Early in my career, I treated every deadline as an emergency. I thought the best project managers were the ones who could constantly operate under pressure. Over time, I realized that teams don't perform at their best when everything is urgent. They perform best when they can distinguish genuine priorities from noise.
Learn to pause before absorbing someone else’s panic.
Having a calm person in a chaotic meeting is extremely valuable.
4. Build Recovery Into High-Pressure Work
After major deadlines or intense delivery periods, teams need decompression time.
The Innovation Jam was successful because the stress participants experienced was perceived as manageable and helpful to achievement, aligning with the concept of challenge stress as described in recent research.
But keeping that pace for weeks at a time eventually led me to feeling burned out.
5. Focus on Shared Purpose
Teams handle pressure better when they understand:
Why the work matters
What success looks like
Who is responsible for what
Having a clear purpose changes how pressure feels.
Confusion only makes pressure feel worse.
The Truth About Stress
Stress is neither inherently good nor bad.
Sometimes, stress helps you achieve something meaningful. It sharpens your focus, brings teams together, and drives growth.

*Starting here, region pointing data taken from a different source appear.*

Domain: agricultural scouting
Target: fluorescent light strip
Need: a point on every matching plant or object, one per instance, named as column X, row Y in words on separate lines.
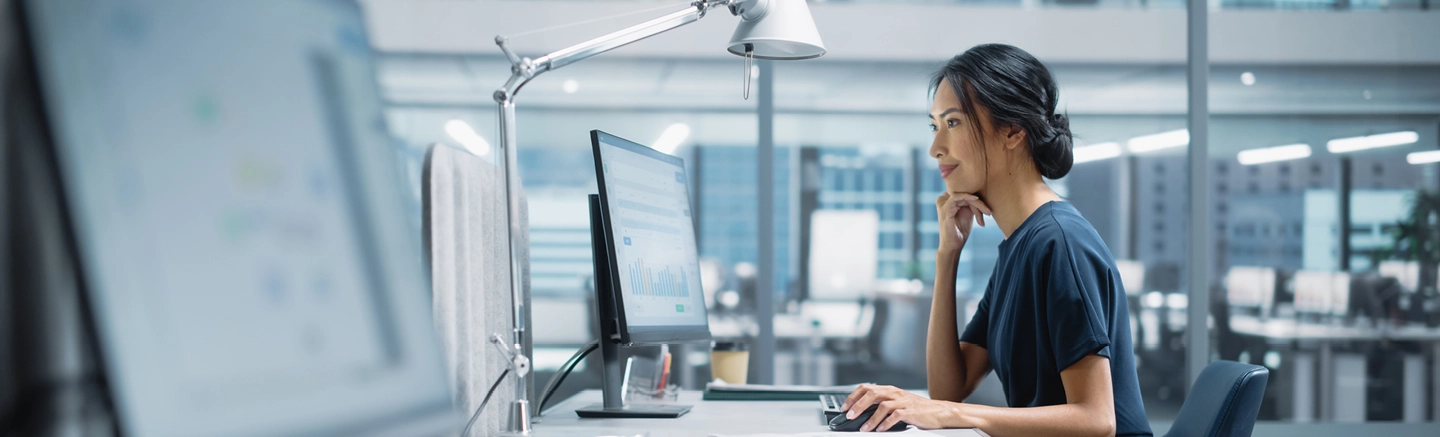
column 1270, row 155
column 1096, row 152
column 465, row 136
column 1158, row 142
column 671, row 137
column 1371, row 142
column 1423, row 157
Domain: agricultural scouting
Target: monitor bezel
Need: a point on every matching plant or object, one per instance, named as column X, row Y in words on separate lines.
column 638, row 335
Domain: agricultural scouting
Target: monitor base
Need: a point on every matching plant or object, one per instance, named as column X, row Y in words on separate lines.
column 634, row 411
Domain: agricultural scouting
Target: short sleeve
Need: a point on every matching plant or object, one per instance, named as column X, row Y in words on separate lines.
column 977, row 332
column 1074, row 306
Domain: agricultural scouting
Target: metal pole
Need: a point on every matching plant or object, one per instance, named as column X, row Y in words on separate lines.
column 765, row 228
column 510, row 170
column 1342, row 219
column 1200, row 245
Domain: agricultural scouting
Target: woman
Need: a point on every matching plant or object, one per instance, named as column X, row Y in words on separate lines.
column 1053, row 322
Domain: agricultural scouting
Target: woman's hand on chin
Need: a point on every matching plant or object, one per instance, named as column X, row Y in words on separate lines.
column 896, row 405
column 956, row 214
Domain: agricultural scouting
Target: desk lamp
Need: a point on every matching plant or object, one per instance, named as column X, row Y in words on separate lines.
column 769, row 29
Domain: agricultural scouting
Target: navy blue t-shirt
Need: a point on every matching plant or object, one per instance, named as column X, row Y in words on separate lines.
column 1056, row 297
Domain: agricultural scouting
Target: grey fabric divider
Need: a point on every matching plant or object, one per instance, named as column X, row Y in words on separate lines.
column 467, row 247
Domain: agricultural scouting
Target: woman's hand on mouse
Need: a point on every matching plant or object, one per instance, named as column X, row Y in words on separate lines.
column 896, row 405
column 956, row 214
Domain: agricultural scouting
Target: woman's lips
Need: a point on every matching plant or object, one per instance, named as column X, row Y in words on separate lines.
column 946, row 170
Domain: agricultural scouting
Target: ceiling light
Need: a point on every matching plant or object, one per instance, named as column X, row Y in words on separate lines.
column 465, row 136
column 1270, row 155
column 1096, row 152
column 1423, row 157
column 1158, row 142
column 671, row 137
column 1371, row 142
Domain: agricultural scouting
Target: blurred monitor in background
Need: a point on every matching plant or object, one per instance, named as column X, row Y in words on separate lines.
column 844, row 247
column 1132, row 276
column 1322, row 293
column 241, row 228
column 1252, row 287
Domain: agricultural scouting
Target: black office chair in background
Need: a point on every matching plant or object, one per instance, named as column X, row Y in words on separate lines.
column 1223, row 401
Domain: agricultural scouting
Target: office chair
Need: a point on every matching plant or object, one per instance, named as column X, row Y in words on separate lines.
column 1223, row 403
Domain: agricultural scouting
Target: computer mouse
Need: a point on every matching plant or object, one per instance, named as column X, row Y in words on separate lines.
column 841, row 424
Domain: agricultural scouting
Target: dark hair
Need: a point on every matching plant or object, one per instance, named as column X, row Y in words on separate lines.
column 1017, row 90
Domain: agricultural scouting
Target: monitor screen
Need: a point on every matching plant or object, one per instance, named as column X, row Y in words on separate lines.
column 1250, row 286
column 235, row 199
column 647, row 198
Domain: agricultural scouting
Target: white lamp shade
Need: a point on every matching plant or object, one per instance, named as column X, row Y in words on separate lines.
column 778, row 29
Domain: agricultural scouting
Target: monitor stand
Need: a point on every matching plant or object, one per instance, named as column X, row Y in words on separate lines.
column 614, row 405
column 608, row 318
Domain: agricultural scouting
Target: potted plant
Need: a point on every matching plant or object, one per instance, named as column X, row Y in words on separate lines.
column 1417, row 238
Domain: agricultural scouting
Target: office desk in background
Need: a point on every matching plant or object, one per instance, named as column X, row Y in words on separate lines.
column 1342, row 377
column 707, row 418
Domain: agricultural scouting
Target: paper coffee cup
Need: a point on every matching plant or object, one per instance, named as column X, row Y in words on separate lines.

At times, stress is a warning signal that systems, communication, expectations, or boundaries are breaking down.
The goal is not to eliminate stress entirely.
The goal is to recognize which type of stress you're experiencing.
After the Innovation Jam, I noticed that my concentration dropped for several days. I had achieved a great result, but I underestimated how much recovery my mind needed afterward. So be ready to give yourself a break.
Lean into the kind of stress that energizes you, sharpens your focus, builds teamwork, and drives momentum. But pay attention when pressure starts creating exhaustion, confusion, or fear. Those are signals that something needs to change.
And if you ever find yourself awake at 2 am on a global project call, eating vending machine snacks while trying to coordinate innovation across three continents, just make sure the coffee is good.